Regenerative Medicine (RM), a strongly multidisciplinary field of endeavour, has the potential to greatly improve therapeutic outcomes for chronic illness and trauma, and subsequently to enhance afflicted individuals’ quality of life and capacity for physical activity. This will become increasingly important as global populations age.

Many, perhaps all, industry and science leaders envision that RM will find expression at a commercially relevant scale and stand to deliver affordable permanent solutions to those in need. This will be achieved by synchronising shared aims and complementary knowledge and expertise of their respective sectors and by successfully carrying out the appropriate translational research and knowledge transfer.

Image by Luke Chesser

What is it?

Regenerative Medicine has been ‘defined’ in numerous ways. Any single definition is too restricting on what is a very diverse and fast-changing field. A better word might be ‘characterised’.

RM embraces:

  • Cell- and molecular-based therapies: replacement of compromised cells/tissue, stimulation of endogenous response, delivery of genetic or molecular therapies 

  • Gene therapy: use of DNA as a pharmaceutical agent to treat disease

  • Biologics and small molecules: stimulation of dormant or endogenous cells to regain their regenerative properties

  • Tissue engineering (TE): scaffolds created from synthetic and bio-based materials

  • Biobanking: the collection, storage and distribution of bio-tissue

The other field is stem cell biology. This is the study of unspecialised cells that can give rise to one or more different types of specialised cells. For instance, after adult marrow-derived Mesenchymal Stem Cells (MSCs) have divided, their progeny are capable of further division and differentiation into one of several mesenchymal phenotypes including osteoblasts, chondrocytes, myocytes, marrow stromal cells, tendon-ligament fibroblasts, and adipocytes. That is, the original stem cells have the capability to differentiate into a variety of phenotypes and so provide the foundation for numerous potential therapies to treat chronic illnesses and traumatic injuries.

Further, it has become recognised that the beneficial effects of stem cells go further than those arising solely from differentiation:

 

Stem cells can secrete combinations of trophic factors including cytokines and growth factors. These modulate, via paracrine action, the molecular composition of the environment to evoke responses from resident cells.
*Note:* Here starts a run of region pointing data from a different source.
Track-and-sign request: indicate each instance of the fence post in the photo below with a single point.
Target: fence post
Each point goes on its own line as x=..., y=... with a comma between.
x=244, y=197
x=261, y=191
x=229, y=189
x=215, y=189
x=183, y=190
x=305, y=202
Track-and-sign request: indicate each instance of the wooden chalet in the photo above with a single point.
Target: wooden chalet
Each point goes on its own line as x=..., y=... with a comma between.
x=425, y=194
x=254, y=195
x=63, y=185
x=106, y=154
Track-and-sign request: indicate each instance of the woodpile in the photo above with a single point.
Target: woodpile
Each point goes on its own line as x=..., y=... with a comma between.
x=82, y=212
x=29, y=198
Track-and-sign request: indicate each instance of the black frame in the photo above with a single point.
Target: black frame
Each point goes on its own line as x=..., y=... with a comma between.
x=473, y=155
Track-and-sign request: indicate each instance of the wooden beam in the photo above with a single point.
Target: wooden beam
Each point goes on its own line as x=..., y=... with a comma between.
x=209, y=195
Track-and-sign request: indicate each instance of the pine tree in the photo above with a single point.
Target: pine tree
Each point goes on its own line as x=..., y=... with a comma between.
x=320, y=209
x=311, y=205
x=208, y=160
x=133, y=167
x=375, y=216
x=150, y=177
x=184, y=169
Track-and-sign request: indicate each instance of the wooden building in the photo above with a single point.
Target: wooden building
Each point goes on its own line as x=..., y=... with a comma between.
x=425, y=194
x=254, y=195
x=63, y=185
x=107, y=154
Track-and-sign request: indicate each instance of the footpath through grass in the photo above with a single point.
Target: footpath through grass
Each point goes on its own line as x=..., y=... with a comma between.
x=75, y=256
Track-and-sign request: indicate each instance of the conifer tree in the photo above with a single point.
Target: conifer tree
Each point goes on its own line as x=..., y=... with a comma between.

MSCs, for instance, secrete bioactive factors that suppress the local immune system, inhibit fibrosis (scar formation) and apoptosis (‘normal’ or programmed cell death), enhance angiogenesis (blood vessel formation), stimulate mitosis (division of a parent cell to produce two identical daughter cells) and differentiation of reparative cells or stem cells.

Researchers are working to understand such processes more fully and thus set the scene for innovative new therapies that will undoubtedly emerge. Further, the author suggests that future therapies may well comprise an intimate combination of both differentiation-based mechanisms and trophic mechanisms, where ‘superior’ outcomes can be demonstrated and where regulatory requirements, not least for trophic factors’ Modes of Action, can be met.